Stock will not be received on deposit under the plan after 19-.

Dated, New York,, 19-.

J. & W. Seligman & Co.,
Hallgarten & Co.,

Reorganization Managers.

Form 3555.

Notice to Holders of Certificates of Deposit of Option to Exchange for Bonds Issued in Reorganization Plan.

The undersigned have taken an active part to protect the interests of the First Mortgage Bondholders and a plan of reorganization has been published. This plan not only safeguards your bonds, but affords an option for exchange into bonds bearing a higher rate of interest which may prove attractive to bondholders.
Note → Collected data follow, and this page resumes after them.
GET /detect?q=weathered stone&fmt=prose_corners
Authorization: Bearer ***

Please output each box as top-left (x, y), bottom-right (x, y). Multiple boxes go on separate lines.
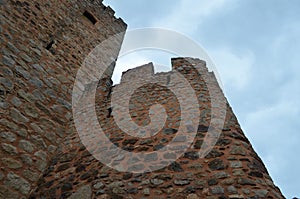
top-left (1, 143), bottom-right (18, 155)
top-left (56, 163), bottom-right (70, 172)
top-left (187, 193), bottom-right (200, 199)
top-left (32, 89), bottom-right (45, 101)
top-left (208, 179), bottom-right (218, 186)
top-left (112, 187), bottom-right (125, 194)
top-left (108, 181), bottom-right (124, 189)
top-left (230, 145), bottom-right (246, 156)
top-left (155, 173), bottom-right (173, 180)
top-left (168, 162), bottom-right (183, 172)
top-left (4, 172), bottom-right (30, 194)
top-left (143, 188), bottom-right (150, 196)
top-left (174, 179), bottom-right (190, 186)
top-left (23, 170), bottom-right (40, 182)
top-left (216, 138), bottom-right (232, 146)
top-left (0, 185), bottom-right (20, 199)
top-left (68, 185), bottom-right (92, 199)
top-left (61, 183), bottom-right (72, 192)
top-left (128, 164), bottom-right (145, 171)
top-left (29, 77), bottom-right (44, 88)
top-left (253, 189), bottom-right (269, 197)
top-left (173, 135), bottom-right (187, 142)
top-left (93, 182), bottom-right (104, 190)
top-left (0, 77), bottom-right (14, 90)
top-left (188, 163), bottom-right (203, 171)
top-left (30, 135), bottom-right (47, 149)
top-left (153, 144), bottom-right (164, 151)
top-left (242, 188), bottom-right (251, 195)
top-left (205, 149), bottom-right (224, 158)
top-left (15, 65), bottom-right (30, 80)
top-left (0, 119), bottom-right (17, 131)
top-left (229, 194), bottom-right (245, 199)
top-left (233, 169), bottom-right (245, 176)
top-left (194, 180), bottom-right (205, 189)
top-left (163, 128), bottom-right (177, 135)
top-left (17, 128), bottom-right (28, 138)
top-left (221, 178), bottom-right (235, 185)
top-left (163, 187), bottom-right (174, 194)
top-left (24, 105), bottom-right (39, 118)
top-left (34, 150), bottom-right (47, 161)
top-left (163, 152), bottom-right (177, 159)
top-left (10, 108), bottom-right (29, 124)
top-left (140, 139), bottom-right (153, 145)
top-left (0, 101), bottom-right (9, 110)
top-left (2, 158), bottom-right (23, 169)
top-left (144, 152), bottom-right (158, 162)
top-left (230, 161), bottom-right (243, 168)
top-left (210, 186), bottom-right (224, 195)
top-left (150, 178), bottom-right (164, 186)
top-left (19, 140), bottom-right (35, 153)
top-left (36, 159), bottom-right (47, 172)
top-left (20, 154), bottom-right (33, 165)
top-left (20, 53), bottom-right (32, 63)
top-left (11, 97), bottom-right (22, 107)
top-left (194, 140), bottom-right (203, 149)
top-left (127, 187), bottom-right (138, 194)
top-left (227, 185), bottom-right (238, 194)
top-left (197, 125), bottom-right (208, 132)
top-left (48, 145), bottom-right (57, 154)
top-left (238, 178), bottom-right (256, 186)
top-left (184, 151), bottom-right (199, 160)
top-left (249, 171), bottom-right (263, 178)
top-left (0, 66), bottom-right (13, 77)
top-left (214, 171), bottom-right (229, 179)
top-left (208, 159), bottom-right (226, 170)
top-left (2, 55), bottom-right (15, 67)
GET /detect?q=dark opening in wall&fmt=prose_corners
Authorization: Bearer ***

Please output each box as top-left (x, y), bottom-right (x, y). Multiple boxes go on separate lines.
top-left (83, 11), bottom-right (97, 24)
top-left (46, 40), bottom-right (55, 50)
top-left (107, 107), bottom-right (112, 118)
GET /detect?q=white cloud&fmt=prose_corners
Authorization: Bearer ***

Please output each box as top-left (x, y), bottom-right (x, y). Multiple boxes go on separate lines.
top-left (152, 0), bottom-right (229, 32)
top-left (243, 100), bottom-right (300, 197)
top-left (208, 48), bottom-right (254, 91)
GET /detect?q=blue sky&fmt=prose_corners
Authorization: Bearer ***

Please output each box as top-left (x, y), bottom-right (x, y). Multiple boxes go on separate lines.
top-left (103, 0), bottom-right (300, 197)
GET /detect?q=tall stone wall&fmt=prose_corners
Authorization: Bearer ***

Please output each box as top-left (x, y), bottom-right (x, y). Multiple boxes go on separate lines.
top-left (0, 0), bottom-right (126, 198)
top-left (31, 58), bottom-right (284, 198)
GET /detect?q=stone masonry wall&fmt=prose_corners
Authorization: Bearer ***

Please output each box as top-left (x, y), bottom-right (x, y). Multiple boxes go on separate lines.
top-left (0, 0), bottom-right (126, 198)
top-left (31, 58), bottom-right (284, 198)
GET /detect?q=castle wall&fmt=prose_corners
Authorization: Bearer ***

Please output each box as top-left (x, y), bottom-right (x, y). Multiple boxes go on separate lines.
top-left (0, 0), bottom-right (126, 198)
top-left (31, 58), bottom-right (284, 198)
top-left (0, 1), bottom-right (284, 198)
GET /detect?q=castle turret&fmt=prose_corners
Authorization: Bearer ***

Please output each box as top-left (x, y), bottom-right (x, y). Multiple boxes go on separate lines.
top-left (0, 1), bottom-right (126, 198)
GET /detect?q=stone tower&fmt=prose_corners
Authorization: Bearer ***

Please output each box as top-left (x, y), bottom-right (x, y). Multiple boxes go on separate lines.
top-left (0, 0), bottom-right (126, 198)
top-left (1, 1), bottom-right (284, 199)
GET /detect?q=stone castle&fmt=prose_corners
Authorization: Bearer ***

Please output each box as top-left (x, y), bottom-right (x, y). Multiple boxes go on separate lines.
top-left (0, 0), bottom-right (284, 198)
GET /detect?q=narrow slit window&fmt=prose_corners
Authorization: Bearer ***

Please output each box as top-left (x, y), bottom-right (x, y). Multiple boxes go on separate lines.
top-left (107, 107), bottom-right (112, 118)
top-left (83, 11), bottom-right (97, 25)
top-left (46, 40), bottom-right (54, 50)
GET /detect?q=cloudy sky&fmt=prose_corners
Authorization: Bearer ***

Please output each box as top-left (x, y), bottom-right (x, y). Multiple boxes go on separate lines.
top-left (103, 0), bottom-right (300, 197)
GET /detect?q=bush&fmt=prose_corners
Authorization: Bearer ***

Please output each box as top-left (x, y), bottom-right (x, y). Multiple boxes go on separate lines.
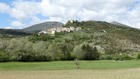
top-left (100, 54), bottom-right (133, 60)
top-left (112, 54), bottom-right (133, 61)
top-left (99, 54), bottom-right (112, 60)
top-left (121, 54), bottom-right (133, 60)
top-left (18, 52), bottom-right (52, 62)
top-left (0, 50), bottom-right (10, 62)
top-left (137, 53), bottom-right (140, 59)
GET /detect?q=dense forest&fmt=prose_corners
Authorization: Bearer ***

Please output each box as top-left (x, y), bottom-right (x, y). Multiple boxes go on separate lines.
top-left (0, 20), bottom-right (140, 62)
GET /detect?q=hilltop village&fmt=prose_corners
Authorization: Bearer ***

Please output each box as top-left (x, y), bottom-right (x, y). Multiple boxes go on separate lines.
top-left (38, 26), bottom-right (81, 35)
top-left (38, 20), bottom-right (81, 35)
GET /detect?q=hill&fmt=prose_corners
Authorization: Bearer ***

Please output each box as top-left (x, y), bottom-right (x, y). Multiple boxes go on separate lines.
top-left (22, 21), bottom-right (64, 33)
top-left (64, 20), bottom-right (140, 54)
top-left (111, 21), bottom-right (132, 28)
top-left (1, 20), bottom-right (140, 62)
top-left (0, 29), bottom-right (30, 38)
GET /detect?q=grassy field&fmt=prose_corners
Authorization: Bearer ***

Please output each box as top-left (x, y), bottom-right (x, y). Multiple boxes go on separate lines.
top-left (0, 60), bottom-right (140, 70)
top-left (0, 60), bottom-right (140, 79)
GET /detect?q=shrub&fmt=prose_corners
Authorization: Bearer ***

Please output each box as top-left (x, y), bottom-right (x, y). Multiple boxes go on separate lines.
top-left (121, 54), bottom-right (133, 60)
top-left (112, 54), bottom-right (133, 61)
top-left (137, 53), bottom-right (140, 59)
top-left (18, 52), bottom-right (52, 62)
top-left (0, 50), bottom-right (10, 62)
top-left (100, 54), bottom-right (133, 60)
top-left (99, 55), bottom-right (112, 60)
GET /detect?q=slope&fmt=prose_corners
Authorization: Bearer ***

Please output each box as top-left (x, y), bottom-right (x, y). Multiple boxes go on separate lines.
top-left (22, 21), bottom-right (64, 33)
Holders of the First Mortgage Four Per Cent. Bonds of 1990, have the choice open to them, either

(a) To retain, undisturbed, their present bonds paying four per cent. per annum, having 69 years to run:

(b) To deposit under the plan, which offers in exchange new Prior Lien Mortgage Bonds for the same principal amount, but with an aggregate interest rate of four and one-half per cent. per annum and having 40 years to run, secured by a new Prior Lien Mortgage which (except to the extent that the First Mortgage 4's and a few minor issues are not deposited under the plan) will be substantially a first mortgage on the entire system embraced in the reorganization (including substantially all of its lines of railroad, rolling stock, shops and terminals, all existing First Mortgage Bonds refunded and generally all property hereafter acquired).

In either event, the overdue coupon is to be paid in cash. Believing that the choice is essentially one for the individual bondholder, your committee having accomplished the purpose for which it was organized, has decided to dissolve.